A recurring task is scheduled and you have seen at least one unattended run report back to you.

UNDERSTAND 25 - 45 min

When acting-without-asking is actually safe

Letting an agent act unattended sounds reckless until you see which tasks it is right for — and which it never is. Scheduled errands appear under Cron in the desktop app's status bar, and anything currently running under Agents — your at-a-glance view of what Hermes is doing unprompted.

Key concept

Levels 4 and 5 — 'do it unless I say no' and 'take action, then tell me what you did' — only belong on tasks that are low-stakes and reversible: gathering, summarising, drafting, non-destructive archiving. The agent's autonomy is bounded by what its tools and skills let it touch, so the safe move is to give a standing errand only the capabilities it needs and nothing more. Post-action reporting is the safety rail: even when the agent acts alone, it leaves you a trail to read, so 'unattended' never means 'invisible'. The instant a recurring job could do something irreversible, it drops back to a level-3 gate.

  1. ?What makes a 'morning brief' safe to run at level 5 but 'pay this invoice' not?
  2. ?Why does limiting a standing errand's tools matter as much as limiting its schedule?
  3. ?If an unattended run did something subtly wrong, how would the report help you catch it — and how soon?
  4. ?Which of your recurring tasks is genuinely reversible, and which only looks reversible until it isn't?
BUILD 45 - 60 min

Wire one standing errand at the right level

You will put one real recurring job on autopilot — deliberately scoped so unattended is safe.

Set up one standing errand, decide which ladder level each part of it runs at, and confirm the reporting rail works.

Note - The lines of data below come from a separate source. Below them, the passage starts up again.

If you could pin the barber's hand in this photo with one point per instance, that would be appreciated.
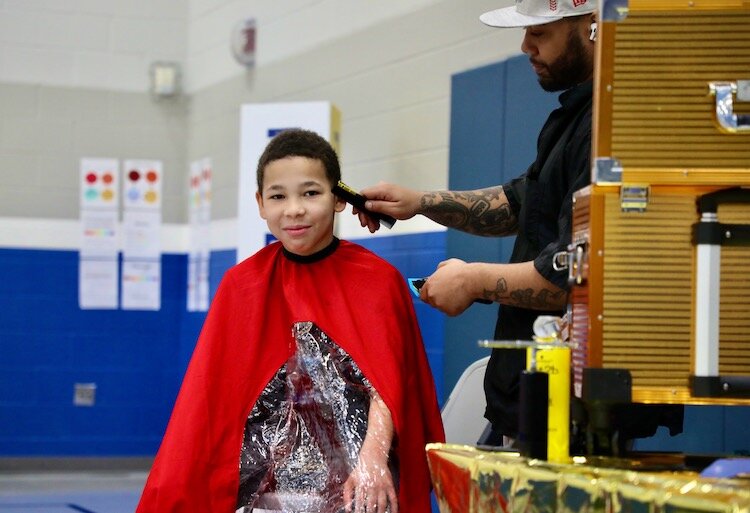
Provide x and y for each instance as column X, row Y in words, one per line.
column 369, row 487
column 390, row 199
column 448, row 289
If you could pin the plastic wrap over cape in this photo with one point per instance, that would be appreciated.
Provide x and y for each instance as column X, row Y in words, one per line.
column 355, row 297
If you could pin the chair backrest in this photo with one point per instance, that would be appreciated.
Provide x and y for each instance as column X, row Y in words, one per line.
column 463, row 412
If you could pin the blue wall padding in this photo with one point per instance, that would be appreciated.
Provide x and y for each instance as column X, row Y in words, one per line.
column 496, row 114
column 136, row 358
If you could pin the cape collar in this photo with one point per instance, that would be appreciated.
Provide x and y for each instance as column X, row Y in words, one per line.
column 315, row 257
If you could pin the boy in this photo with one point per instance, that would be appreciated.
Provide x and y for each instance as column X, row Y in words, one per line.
column 309, row 362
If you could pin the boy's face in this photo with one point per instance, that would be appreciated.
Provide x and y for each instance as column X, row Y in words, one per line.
column 298, row 205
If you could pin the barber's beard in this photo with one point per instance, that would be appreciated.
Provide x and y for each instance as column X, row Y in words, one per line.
column 571, row 68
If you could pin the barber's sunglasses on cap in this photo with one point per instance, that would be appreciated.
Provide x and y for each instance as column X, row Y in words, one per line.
column 536, row 12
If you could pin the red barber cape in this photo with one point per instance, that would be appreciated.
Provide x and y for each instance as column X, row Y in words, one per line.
column 355, row 297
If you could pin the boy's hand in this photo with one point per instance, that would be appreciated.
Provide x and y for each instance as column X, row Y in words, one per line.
column 369, row 487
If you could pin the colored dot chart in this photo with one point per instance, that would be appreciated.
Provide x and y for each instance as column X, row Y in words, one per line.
column 142, row 184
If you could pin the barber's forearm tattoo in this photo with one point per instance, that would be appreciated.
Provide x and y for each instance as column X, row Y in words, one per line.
column 477, row 212
column 534, row 299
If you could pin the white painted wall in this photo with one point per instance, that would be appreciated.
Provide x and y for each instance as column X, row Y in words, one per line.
column 100, row 44
column 74, row 83
column 285, row 28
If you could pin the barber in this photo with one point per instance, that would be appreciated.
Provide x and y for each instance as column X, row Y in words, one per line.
column 536, row 206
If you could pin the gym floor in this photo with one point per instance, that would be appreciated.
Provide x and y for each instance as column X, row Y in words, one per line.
column 91, row 491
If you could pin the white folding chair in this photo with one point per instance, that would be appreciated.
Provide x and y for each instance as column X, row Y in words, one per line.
column 463, row 412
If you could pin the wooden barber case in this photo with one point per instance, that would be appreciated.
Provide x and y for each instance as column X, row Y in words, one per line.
column 660, row 287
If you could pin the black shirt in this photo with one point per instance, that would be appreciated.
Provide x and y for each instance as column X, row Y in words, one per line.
column 542, row 200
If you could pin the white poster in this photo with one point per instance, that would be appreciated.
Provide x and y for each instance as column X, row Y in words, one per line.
column 199, row 251
column 258, row 124
column 141, row 245
column 98, row 258
column 141, row 285
column 97, row 283
column 99, row 235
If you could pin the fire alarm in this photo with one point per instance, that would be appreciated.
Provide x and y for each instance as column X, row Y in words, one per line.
column 243, row 42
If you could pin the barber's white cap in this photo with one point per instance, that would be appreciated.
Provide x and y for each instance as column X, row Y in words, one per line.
column 536, row 12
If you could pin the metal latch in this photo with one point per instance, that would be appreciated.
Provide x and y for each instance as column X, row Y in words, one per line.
column 724, row 92
column 575, row 260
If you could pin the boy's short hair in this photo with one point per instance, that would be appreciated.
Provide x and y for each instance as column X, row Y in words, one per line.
column 297, row 142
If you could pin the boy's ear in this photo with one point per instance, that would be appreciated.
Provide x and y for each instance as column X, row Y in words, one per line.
column 259, row 199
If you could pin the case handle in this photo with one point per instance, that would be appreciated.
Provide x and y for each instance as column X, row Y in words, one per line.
column 727, row 120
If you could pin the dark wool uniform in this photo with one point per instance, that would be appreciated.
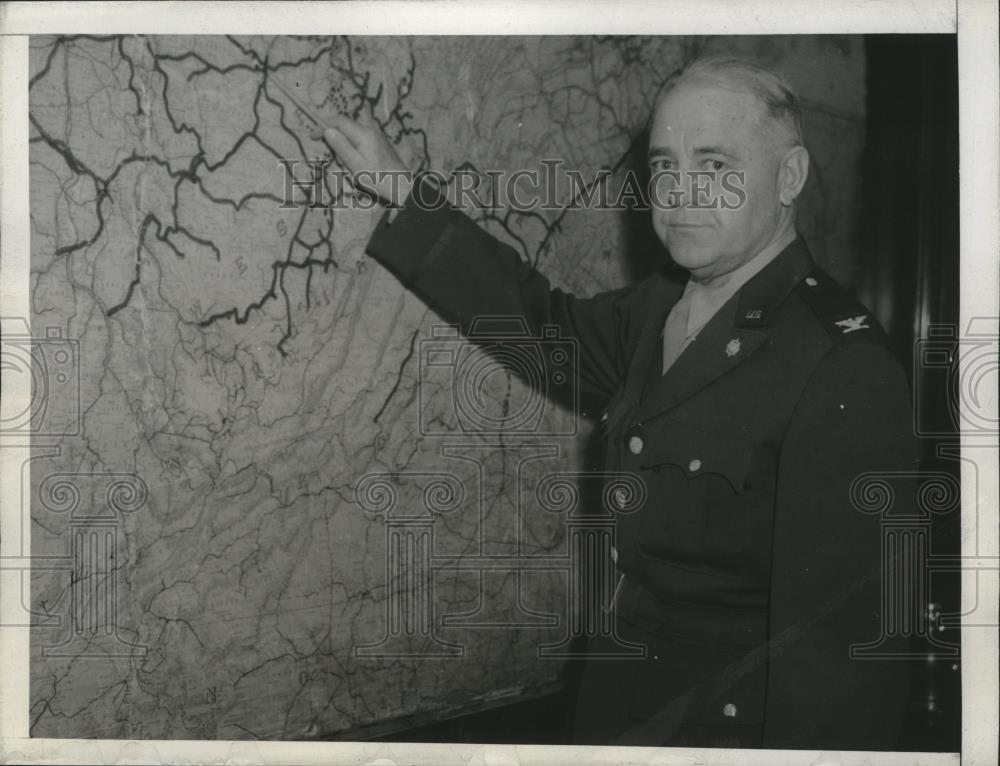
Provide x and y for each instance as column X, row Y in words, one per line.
column 748, row 573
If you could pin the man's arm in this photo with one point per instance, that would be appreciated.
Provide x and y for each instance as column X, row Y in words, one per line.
column 854, row 417
column 463, row 273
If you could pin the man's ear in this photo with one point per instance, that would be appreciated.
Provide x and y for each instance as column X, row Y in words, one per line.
column 793, row 171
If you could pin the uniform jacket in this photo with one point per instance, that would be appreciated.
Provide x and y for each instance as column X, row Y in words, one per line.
column 748, row 573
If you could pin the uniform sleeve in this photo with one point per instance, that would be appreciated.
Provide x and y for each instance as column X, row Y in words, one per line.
column 463, row 273
column 853, row 417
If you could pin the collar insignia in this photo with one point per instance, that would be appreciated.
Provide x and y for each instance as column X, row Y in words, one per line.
column 853, row 323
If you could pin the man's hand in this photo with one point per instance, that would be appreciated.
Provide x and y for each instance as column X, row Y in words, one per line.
column 364, row 149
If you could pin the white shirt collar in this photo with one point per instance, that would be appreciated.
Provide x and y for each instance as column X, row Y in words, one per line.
column 704, row 300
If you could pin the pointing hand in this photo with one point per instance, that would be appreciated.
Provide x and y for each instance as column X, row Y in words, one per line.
column 364, row 149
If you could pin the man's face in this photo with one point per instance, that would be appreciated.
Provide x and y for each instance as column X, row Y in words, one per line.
column 703, row 127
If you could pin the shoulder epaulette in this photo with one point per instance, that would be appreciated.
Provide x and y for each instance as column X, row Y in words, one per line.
column 839, row 312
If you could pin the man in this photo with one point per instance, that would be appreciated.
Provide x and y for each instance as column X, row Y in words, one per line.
column 748, row 400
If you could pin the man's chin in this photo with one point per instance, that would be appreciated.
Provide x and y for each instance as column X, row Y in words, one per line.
column 691, row 259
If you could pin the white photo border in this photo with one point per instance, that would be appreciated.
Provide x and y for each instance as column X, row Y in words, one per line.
column 976, row 24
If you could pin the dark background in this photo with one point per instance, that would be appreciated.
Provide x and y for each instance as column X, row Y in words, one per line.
column 907, row 272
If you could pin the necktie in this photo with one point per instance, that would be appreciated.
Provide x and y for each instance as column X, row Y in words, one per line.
column 675, row 331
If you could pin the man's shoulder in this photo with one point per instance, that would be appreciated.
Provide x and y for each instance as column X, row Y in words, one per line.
column 827, row 309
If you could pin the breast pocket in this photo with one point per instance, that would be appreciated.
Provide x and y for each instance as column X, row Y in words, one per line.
column 703, row 512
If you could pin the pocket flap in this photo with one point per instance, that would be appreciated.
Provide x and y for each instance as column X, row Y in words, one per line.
column 697, row 451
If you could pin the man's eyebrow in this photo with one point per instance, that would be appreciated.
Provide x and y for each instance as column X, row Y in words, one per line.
column 717, row 150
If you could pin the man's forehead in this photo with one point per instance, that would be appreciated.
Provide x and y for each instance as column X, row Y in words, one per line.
column 711, row 111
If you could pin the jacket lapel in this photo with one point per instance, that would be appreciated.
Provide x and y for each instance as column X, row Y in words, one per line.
column 731, row 337
column 646, row 354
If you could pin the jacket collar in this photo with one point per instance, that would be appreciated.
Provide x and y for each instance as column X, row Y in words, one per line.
column 736, row 331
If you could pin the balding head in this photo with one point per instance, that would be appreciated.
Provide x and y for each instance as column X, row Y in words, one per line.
column 780, row 103
column 718, row 121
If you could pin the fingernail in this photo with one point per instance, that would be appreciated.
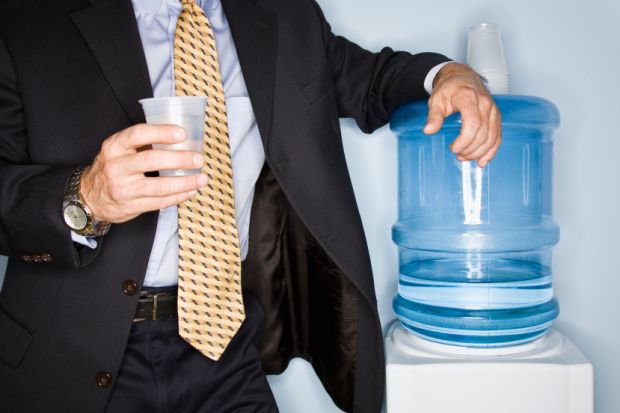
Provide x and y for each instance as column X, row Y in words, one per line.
column 198, row 160
column 178, row 134
column 202, row 180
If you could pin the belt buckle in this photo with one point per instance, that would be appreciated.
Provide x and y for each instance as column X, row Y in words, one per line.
column 155, row 302
column 155, row 298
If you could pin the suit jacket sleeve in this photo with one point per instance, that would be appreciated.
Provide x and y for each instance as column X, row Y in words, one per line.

  1. 1 Choose a recurring job from your real week and define its exact trigger (when) and output (what, where).
  2. 2 Decide: is the whole thing level-5 safe, or does one step need a level-3 approval gate? Configure accordingly.
  3. 3 Give it only the tools/skills it needs — no broad access 'just in case'.
  4. 4 Run it (scheduled or test) and read the report.
  5. 5 Deliberately think of one way it could go wrong unattended, and confirm the report would surface it.
Deliverable

Your standing errand, the ladder level you assigned each part, its first report, and the one failure mode the report would catch.

The more standing errands you add, the more your assistant does while you are not looking. How will you keep track of everything it is quietly running for you — before the list grows past what you remember?